Experimental and simulated Bode impedance and phase diagrams of the CoCrMo alloys. a S15. b S15-P

Table 2 Corrosion parameters of the four samples obtained from the proposed model

All of these corrosion results indicate that the chloride ions in the Ringer’s solution induce a competition between the local formation and the destruction of the passive film formed on the surface of the different CoCrMo samples. This corrosion mechanism leads to the charge transfer resistance R ct decrease and to the double layer capacitance C dl increase during immersion in Ringer’s solution. It can be noticed that for the S15 sample, the R ct value remains higher than that of the W sample. R f is the electrical resistance of ion transfer through the passive film pores, its value is maximum for the S15 and S15-P samples. The R f value evolution indicates that the electrolyte diffusion into the passive film pores is maximum in the case of W and W-P samples while it is strongly reduced after the SMAT because of the surface grains refinement.

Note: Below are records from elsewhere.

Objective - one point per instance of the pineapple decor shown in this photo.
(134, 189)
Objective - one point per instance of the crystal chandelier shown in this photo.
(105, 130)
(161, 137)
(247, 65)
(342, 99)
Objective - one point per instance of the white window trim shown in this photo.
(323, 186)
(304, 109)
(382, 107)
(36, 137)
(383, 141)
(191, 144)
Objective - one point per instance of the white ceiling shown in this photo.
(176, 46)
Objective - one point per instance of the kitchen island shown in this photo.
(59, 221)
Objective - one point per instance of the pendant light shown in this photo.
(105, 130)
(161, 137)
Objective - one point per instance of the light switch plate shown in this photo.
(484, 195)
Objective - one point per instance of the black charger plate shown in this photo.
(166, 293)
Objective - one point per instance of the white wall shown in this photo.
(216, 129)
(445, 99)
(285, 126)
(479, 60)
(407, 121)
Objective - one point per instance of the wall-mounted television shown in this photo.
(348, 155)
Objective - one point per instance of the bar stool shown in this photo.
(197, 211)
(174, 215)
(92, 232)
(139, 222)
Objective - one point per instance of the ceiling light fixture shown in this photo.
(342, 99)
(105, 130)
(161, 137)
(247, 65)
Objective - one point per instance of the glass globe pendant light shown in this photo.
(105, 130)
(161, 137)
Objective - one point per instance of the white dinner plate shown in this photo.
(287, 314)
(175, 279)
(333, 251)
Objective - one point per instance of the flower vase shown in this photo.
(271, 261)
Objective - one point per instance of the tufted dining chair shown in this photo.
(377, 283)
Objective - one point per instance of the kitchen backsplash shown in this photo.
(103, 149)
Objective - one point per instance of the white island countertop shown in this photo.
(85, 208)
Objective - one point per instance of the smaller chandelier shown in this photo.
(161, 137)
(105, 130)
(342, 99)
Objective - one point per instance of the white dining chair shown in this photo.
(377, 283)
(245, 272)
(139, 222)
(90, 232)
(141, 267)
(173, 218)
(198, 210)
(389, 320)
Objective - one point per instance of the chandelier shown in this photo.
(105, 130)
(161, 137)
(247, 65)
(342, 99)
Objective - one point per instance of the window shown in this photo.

On the other hand, the capacitance of the passive film C dl formed on the S15 surface is approximately twice lower than that of the W sample. This result shows that the SMAT reduces the active surface area and increases the thickness of the passive film. Compared with the W sample, the formation of this passive film in the case of S15 sample leads to a better protection of the CoCrMo alloy in Ringer’s solution, as shown by the EIS diagrams [12, 26]. Indeed, the SMAT process has produced many severe plastic deformations in the CoCrMo alloy that caused a large number of dislocations and stacking faults [29]. These structural changes have induced numerous diffusion pathways for oxygen that quickly increased the sub-surface oxygen content. Consequently, the SMAT process has promoted the formation of a dense passive layer at the surface of the CoCrMo alloy that improves the protection of the metallic implant against corrosion in an aggressive physiological solution.

Conclusion

In this study, the corrosion behavior of untreated and mechanically treated CoCrMo alloys was evaluated by potentiodynamic measurements and electrochemical impedance spectroscopy. These electrochemical studies reveal that the surface mechanical attrition treatment (SMAT) of the CoCrMo alloy by using 3-mm balls for 15 min promotes the passive film formation and increases the corrosion resistance during immersion in Ringer’s solution. Indeed, after SMAT, the CoCrMo alloy shows a more positive corrosion potential and a lower corrosion current density. It is also shown that the specific biomedical polishing coupled with the SMAT process does not alter the advantages of the surface passivation generated by the SMAT.